Ce qui me fascine chez Charaka, c'est qu'il ne sépare jamais ces phénomènes. Il ne traite pas le sommeil indépendamment de la saison. Il ne traite pas la digestion indépendamment du climat. Il ne traite pas le système nerveux indépendamment du mode de vie.

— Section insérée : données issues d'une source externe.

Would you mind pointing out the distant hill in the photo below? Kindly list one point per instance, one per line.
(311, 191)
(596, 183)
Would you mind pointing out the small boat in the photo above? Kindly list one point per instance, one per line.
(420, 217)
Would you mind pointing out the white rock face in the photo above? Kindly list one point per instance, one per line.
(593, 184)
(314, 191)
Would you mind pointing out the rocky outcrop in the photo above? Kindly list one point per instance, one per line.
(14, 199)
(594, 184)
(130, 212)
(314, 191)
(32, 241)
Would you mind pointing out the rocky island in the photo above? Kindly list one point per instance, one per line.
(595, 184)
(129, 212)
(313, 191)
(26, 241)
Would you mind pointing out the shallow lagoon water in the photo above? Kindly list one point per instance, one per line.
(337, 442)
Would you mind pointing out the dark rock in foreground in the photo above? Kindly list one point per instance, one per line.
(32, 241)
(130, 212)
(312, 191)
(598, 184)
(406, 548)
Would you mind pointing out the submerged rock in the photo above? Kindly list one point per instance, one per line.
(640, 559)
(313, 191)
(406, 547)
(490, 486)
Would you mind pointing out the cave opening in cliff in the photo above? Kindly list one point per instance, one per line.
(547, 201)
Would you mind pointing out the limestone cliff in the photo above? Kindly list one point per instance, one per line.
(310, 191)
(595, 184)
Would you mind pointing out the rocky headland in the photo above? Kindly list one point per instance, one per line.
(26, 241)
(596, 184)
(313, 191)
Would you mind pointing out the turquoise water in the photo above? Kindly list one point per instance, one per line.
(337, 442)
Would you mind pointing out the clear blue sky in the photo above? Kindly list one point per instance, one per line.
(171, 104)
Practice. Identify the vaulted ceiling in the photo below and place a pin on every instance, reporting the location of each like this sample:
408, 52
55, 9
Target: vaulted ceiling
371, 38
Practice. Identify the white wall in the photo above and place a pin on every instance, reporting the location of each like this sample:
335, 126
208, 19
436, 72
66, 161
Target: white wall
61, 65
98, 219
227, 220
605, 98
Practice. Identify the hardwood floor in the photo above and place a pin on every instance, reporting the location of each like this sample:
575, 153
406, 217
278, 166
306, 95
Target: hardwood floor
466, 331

Il observe le vivant comme un ensemble cohérent.
C'est précisément tout le sens de notre Ṛtucaryā (les dits "régimes saisonniers"), qui ne consiste pas seulement à connaître les saisons, mais à nous apprendre à observer les qualités (gunas) du monde qui nous entoure : la chaleur ou le froid, l'humidité ou la sécheresse, le vent, les cycles du soleil et de la lune, la durée des jours, les rythmes du vivant. Puis à ajuster intelligemment notre manière de vivre.
- Modifier les horaires.
- Alléger ou enrichir l'alimentation.
- Protéger Agni.
- Préserver le sommeil.
- Recourir, lorsque cela est indiqué, aux plantes Dīpana ou Pācana.
- Pratiquer un Pranayama adapté, du Yoga Nidra, le repos ou la sieste lorsque l'organisme en manifeste le besoin.
L'enjeu n'est pas de lutter contre la saison. Il est de collaborer avec elle.
Voilà pourquoi je considère la Ṛtucaryā comme l'un des enseignements les plus avant-gardistes de Charaka. Bien avant que l'on parle de chronobiologie, de médecine circadienne, d'adaptation environnementale ou de résilience physiologique, il enseignait déjà que notre santé dépend de notre capacité à ajuster notre mode de vie aux rythmes de la nature. La résilience ne consiste pas à résister à tout mais à savoir s'adapter, avant que l'organisme ne s'épuise. C'est le sens meme de l'immunité selon l'Ayurveda : préserver Agni, protéger Hṛdaya, soutenir Rasa et Rakta, pacifier Vāta et ne jamais laisser Ojas s'épuiser inutilement.